さて肝心の2020東京大会は、ロゴや国立競技場の問題、果ては東京招致に伴う不正疑惑まで飛び出して(ブラジル検察は不正があったと断定しているのに日本のマスコミ完全スルーだもんね)最初からゴタゴタが続き、本当に開催できるのだろうかと不安になる。さらにここへ来て朝鮮半島や中東で緊張が高まる国際情勢に至っては、「平和の祭典」どころの問題ではなくなって来ている。

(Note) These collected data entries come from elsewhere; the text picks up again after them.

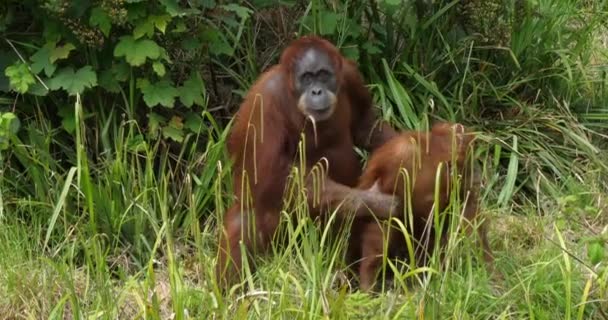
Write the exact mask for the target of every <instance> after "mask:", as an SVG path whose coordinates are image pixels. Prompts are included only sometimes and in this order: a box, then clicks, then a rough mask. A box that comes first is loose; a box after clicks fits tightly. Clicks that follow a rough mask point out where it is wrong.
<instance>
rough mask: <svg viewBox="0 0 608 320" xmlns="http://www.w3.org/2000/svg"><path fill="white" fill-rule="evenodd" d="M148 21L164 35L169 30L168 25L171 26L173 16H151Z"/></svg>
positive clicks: (166, 15) (161, 15)
mask: <svg viewBox="0 0 608 320" xmlns="http://www.w3.org/2000/svg"><path fill="white" fill-rule="evenodd" d="M148 19H149V20H150V21H152V23H153V24H154V27H156V29H158V31H160V32H162V33H163V34H164V33H165V30H166V29H167V24H169V21H171V16H170V15H168V14H163V15H160V16H150V17H149V18H148Z"/></svg>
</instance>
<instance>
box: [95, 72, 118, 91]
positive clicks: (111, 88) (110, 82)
mask: <svg viewBox="0 0 608 320" xmlns="http://www.w3.org/2000/svg"><path fill="white" fill-rule="evenodd" d="M113 73H114V71H113V70H111V69H108V70H104V71H102V72H101V73H100V74H99V86H101V87H102V88H104V89H106V90H107V91H108V92H113V93H117V92H120V84H119V83H118V81H116V78H115V77H114V74H113Z"/></svg>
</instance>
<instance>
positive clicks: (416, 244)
mask: <svg viewBox="0 0 608 320" xmlns="http://www.w3.org/2000/svg"><path fill="white" fill-rule="evenodd" d="M473 138H474V136H473V134H471V133H470V132H467V131H466V129H465V128H464V126H462V125H460V124H452V123H447V122H440V123H436V124H435V125H433V127H432V128H431V130H430V131H429V132H422V131H406V132H403V133H401V134H400V135H398V136H396V137H394V138H392V139H391V140H389V141H388V142H386V143H385V144H384V145H382V146H381V147H380V148H378V149H376V151H375V152H374V153H372V155H371V157H370V159H369V161H368V164H367V167H366V168H365V170H364V172H363V175H362V176H361V178H360V181H359V184H358V187H359V188H361V189H363V190H372V191H374V190H376V191H380V192H383V193H386V194H395V195H399V196H401V197H404V199H402V202H401V203H402V204H401V206H400V208H399V209H398V210H397V211H396V212H397V214H396V215H395V218H397V219H399V220H401V222H402V223H403V225H405V226H406V228H407V229H408V231H409V233H410V235H411V238H412V242H413V250H414V252H413V254H412V255H410V254H411V253H412V252H409V251H408V250H407V248H408V246H407V243H406V241H405V238H404V235H403V234H402V232H401V231H400V230H399V229H398V228H396V229H393V230H390V229H388V228H386V226H382V223H381V222H380V223H379V222H378V221H375V220H373V219H370V218H368V217H362V218H356V219H355V221H354V222H353V225H352V232H351V234H352V237H351V239H350V240H349V252H350V253H351V255H352V256H351V259H352V260H353V261H356V263H355V268H356V267H357V266H358V269H359V270H358V273H359V278H360V287H361V289H362V290H369V289H371V287H372V285H373V283H374V282H375V280H376V276H377V271H378V269H379V267H380V264H381V262H382V259H383V255H384V253H385V251H384V248H385V246H386V248H387V249H388V250H387V251H386V253H387V254H388V256H389V258H394V257H401V258H406V259H407V258H409V257H410V256H414V257H415V259H416V262H417V264H418V265H419V266H421V265H424V264H425V262H426V261H427V258H428V256H429V255H430V254H431V253H432V252H433V248H434V241H435V234H436V233H438V234H439V238H440V247H443V246H444V245H445V244H446V243H447V236H448V233H447V232H448V230H447V227H448V225H449V223H448V222H447V221H446V222H444V225H443V229H441V230H439V229H437V226H436V225H435V224H434V222H433V213H434V212H435V209H437V211H436V212H439V213H440V214H441V212H443V211H444V210H445V209H446V208H447V206H448V204H449V203H450V201H452V200H453V199H459V201H460V202H461V203H462V207H463V209H462V211H463V215H462V218H464V219H463V222H464V227H463V228H464V229H465V230H466V231H467V233H468V234H471V231H472V230H473V226H471V225H470V224H471V223H474V222H475V220H476V219H477V217H478V212H477V209H478V200H479V199H478V189H479V176H478V173H477V172H476V171H475V168H474V166H472V162H471V161H470V160H471V158H470V156H471V153H470V152H471V146H472V142H473ZM452 169H453V170H454V172H451V171H452ZM406 173H407V174H406ZM456 176H459V177H460V178H459V179H458V180H456V181H457V182H458V186H459V195H458V197H454V194H453V192H454V190H455V189H453V187H454V186H453V185H452V184H453V182H454V180H453V178H455V177H456ZM406 186H407V187H406ZM406 188H407V189H406ZM408 198H409V199H408ZM408 202H409V203H410V204H411V216H412V218H411V220H410V219H408V218H407V217H406V216H405V215H404V214H405V212H406V211H405V210H404V209H405V208H404V206H407V203H408ZM477 234H478V235H479V239H480V241H481V247H482V249H483V257H484V260H485V261H486V263H487V265H488V266H489V268H490V269H491V270H492V269H493V268H492V265H493V264H492V262H493V257H492V251H491V249H490V246H489V243H488V240H487V235H486V224H485V223H481V224H480V226H478V227H477ZM387 242H388V243H387Z"/></svg>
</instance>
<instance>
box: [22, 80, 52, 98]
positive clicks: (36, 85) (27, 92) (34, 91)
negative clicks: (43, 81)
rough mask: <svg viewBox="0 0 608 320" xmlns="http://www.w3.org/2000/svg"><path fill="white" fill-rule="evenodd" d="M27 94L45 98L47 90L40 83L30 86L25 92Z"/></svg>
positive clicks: (46, 93) (42, 85)
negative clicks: (39, 96)
mask: <svg viewBox="0 0 608 320" xmlns="http://www.w3.org/2000/svg"><path fill="white" fill-rule="evenodd" d="M27 93H28V94H32V95H35V96H40V97H43V96H46V95H47V94H48V93H49V90H48V89H47V88H45V87H44V86H43V85H42V83H40V82H36V83H34V84H33V85H31V86H30V88H29V89H28V90H27Z"/></svg>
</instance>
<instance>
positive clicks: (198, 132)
mask: <svg viewBox="0 0 608 320" xmlns="http://www.w3.org/2000/svg"><path fill="white" fill-rule="evenodd" d="M184 127H185V128H187V129H188V130H190V131H192V132H195V133H199V132H200V131H201V130H202V129H203V118H201V116H199V115H198V114H196V113H194V112H188V114H187V115H186V123H184Z"/></svg>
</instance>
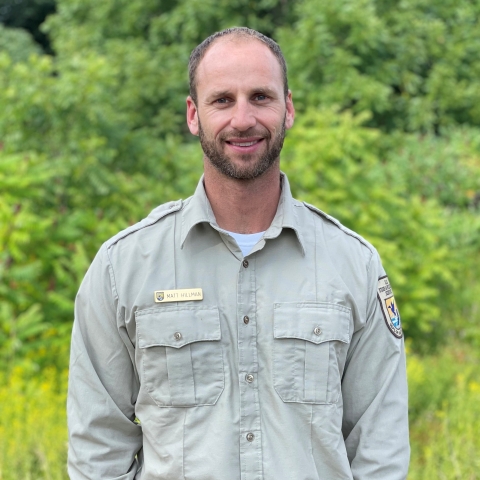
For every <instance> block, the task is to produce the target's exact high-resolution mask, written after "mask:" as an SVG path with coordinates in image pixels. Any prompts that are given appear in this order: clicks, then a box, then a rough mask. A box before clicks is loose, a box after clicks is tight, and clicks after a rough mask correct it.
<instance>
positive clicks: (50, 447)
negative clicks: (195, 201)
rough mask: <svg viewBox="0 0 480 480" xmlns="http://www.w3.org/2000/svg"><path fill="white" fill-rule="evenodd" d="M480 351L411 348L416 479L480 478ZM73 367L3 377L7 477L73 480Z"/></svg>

幻に終わったアジア初の東京五輪は1940年開催の予定だった。紀元2600年記念の行事として招致したものだったが、1937年の盧溝橋事件を端に勃発した日中戦争を理由に、日本政府が開催権を返上し中止となった。その後1939年のドイツ軍ポーランド侵攻を端に英仏のドイツへの宣戦布告、そして1941年末の真珠湾攻撃。

1964東京五輪ポスター
1964東京大会第2号ポスター
出典:https://www.joc.or.jp/column/olympiccolumn/memorial/20080508.html

悲願の東京五輪が開催となったのは、それから約四半世紀後の1964年。しかしこのオリンピックもあわや幻と終わるところだった。私が生まれた1962年秋、米ソが全面核戦争寸前まで達した、いわゆる「キューバ危機」だ。当時のケネディ大統領とフルシチョフ首相との手汗握る外交交渉によって、一触即発の危機は何とか回避され、2年後アジア初のオリンピックは成功裡に終えることができた訳である。一歩間違えば、当然私もこの世にいなかったかもしれないし、そもそもこの世界が存在していたのかどうか。今のトランプ大統領と金総書記で、ケネディとフルシチョフのような大人の決断が出来るだろうか。

そして第2回東京五輪開催まで3年を切ったこのタイミングで、アジアの両端で再び世界大戦のリスクが高まっている。東京五輪の開催が決まると、世界規模の戦争が起こるかもしれないという都市伝説。小学生たちの投票が無駄にならないことを祈る。